Em entrevista coletiva durante a feira, a ministra da Cultura Marta Suplicy afirmou que ainda não há projeto sobre preço único em estudo no governo. Mas reconheceu a necessidade de debater novos modelos de negócios diante das mudanças no mercado de livros, que trazem riscos para editoras e de livrarias tradicionais.

— Estamos em um período de começo de transição — disse Marta.

Editoras pedem políticas nacionais

Entre os representantes do mercado brasileiro em Frankfurt, o programa de tradução da FBN é visto como o grande legado da feira para as políticas públicas. Para Karine Pansa, presidente da Câmara Brasileira do Livro (CBL), o evento deu uma visibilidade inédita do livro brasileiro no exterior e abriu caminho para que o Brasil, tradicional comprador de direitos, reforce seu papel também como vendedor.

— Esperamos que essa política bem-sucedida continue depois de Frankfurt — disse Karine.

No mercado interno, ela vê como grande desafio o impacto que pode ser causado pela ampliação dos negócios da Amazon no Brasil, a partir do próximo ano. Diante disso, as livrarias têm exigido medidas mais protecionistas. Mas Karine vê um ponto positivo nesse cenário:

— No Brasil temos um problema histórico de distribuição. O livro que sai de São Paulo precisa de 15 dias para chegar a Manaus. A presença da Amazon vai ajudar a acelerar a distribuição. Mas temos que ficar atentos para não aceitar más condições de negócio — diz Karine, que acredita que a lei de preço único teria poucas possibilidades de ser aprovada no Brasil.

Para Sônia Jardim, presidente do Sindicato Nacional dos Editores de Livros (Snel), uma forma de incentivar a leitura seria ampliar um projeto de doação de livros de literatura, e não apenas didáticos, como já vem sendo feito na Bienal do Livro.

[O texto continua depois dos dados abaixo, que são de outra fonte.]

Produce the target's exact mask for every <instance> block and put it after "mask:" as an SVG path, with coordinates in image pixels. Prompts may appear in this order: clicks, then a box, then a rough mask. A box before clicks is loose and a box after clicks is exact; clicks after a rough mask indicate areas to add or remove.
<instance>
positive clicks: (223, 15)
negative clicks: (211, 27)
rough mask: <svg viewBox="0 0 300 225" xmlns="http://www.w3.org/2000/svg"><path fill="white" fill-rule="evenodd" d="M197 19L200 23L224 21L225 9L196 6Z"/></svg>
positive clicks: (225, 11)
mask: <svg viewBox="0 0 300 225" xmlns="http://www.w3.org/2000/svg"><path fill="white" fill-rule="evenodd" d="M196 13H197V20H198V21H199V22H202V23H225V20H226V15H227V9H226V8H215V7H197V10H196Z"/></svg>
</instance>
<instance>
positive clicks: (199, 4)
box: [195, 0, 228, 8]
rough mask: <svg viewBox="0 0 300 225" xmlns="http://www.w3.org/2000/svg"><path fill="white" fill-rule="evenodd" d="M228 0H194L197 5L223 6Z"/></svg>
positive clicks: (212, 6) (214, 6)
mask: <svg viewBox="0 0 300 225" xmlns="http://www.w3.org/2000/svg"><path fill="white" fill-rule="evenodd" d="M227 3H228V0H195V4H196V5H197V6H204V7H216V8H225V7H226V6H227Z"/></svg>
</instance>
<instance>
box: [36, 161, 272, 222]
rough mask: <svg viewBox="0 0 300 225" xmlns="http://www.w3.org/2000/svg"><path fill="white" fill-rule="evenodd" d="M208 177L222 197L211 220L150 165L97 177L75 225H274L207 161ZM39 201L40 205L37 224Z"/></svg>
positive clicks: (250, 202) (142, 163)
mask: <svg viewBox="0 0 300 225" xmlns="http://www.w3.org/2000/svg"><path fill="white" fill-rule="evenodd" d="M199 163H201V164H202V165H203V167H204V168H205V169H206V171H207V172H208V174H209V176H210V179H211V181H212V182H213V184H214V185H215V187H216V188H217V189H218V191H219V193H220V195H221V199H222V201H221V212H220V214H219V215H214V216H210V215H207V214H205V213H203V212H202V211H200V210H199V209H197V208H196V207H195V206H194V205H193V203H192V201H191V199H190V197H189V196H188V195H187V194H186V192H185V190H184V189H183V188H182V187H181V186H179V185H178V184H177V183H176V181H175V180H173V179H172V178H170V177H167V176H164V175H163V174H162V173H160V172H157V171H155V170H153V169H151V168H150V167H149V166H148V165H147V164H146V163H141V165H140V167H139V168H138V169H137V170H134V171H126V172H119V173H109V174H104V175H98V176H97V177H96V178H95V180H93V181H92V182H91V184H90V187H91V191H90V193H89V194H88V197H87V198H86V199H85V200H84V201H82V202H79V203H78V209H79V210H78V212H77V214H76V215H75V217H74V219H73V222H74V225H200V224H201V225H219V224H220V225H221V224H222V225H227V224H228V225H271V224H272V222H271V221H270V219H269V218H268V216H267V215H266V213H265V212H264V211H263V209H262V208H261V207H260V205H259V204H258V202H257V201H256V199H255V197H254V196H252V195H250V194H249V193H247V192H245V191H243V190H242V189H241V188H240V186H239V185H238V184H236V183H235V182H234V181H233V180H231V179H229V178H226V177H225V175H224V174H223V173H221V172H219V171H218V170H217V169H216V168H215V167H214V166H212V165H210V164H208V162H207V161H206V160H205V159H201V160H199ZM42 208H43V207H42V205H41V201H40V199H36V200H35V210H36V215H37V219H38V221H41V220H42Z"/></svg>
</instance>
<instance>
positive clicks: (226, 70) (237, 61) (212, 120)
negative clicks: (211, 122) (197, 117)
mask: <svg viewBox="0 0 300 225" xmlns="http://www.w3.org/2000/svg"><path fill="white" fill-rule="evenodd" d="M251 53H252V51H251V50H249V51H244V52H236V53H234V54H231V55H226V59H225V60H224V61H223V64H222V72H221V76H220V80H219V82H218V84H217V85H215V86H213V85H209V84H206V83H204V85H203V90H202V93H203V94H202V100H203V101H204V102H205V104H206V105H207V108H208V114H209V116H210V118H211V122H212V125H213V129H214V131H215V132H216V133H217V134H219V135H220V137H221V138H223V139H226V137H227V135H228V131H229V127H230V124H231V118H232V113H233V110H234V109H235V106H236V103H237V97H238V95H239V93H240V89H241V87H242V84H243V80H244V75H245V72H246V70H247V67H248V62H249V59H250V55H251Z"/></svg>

— O principal incentivador da leitura entre crianças é o professor, mas como podemos esperar que ele motive a leitura se não tem o hábito de ler? No Rio temos um programa que funciona como um clube do livro para professores, e que serve de base para que eles ensinem aos seus alunos o hábito de leitura. Mas falta um programa que funcione assim em todo o Brasil.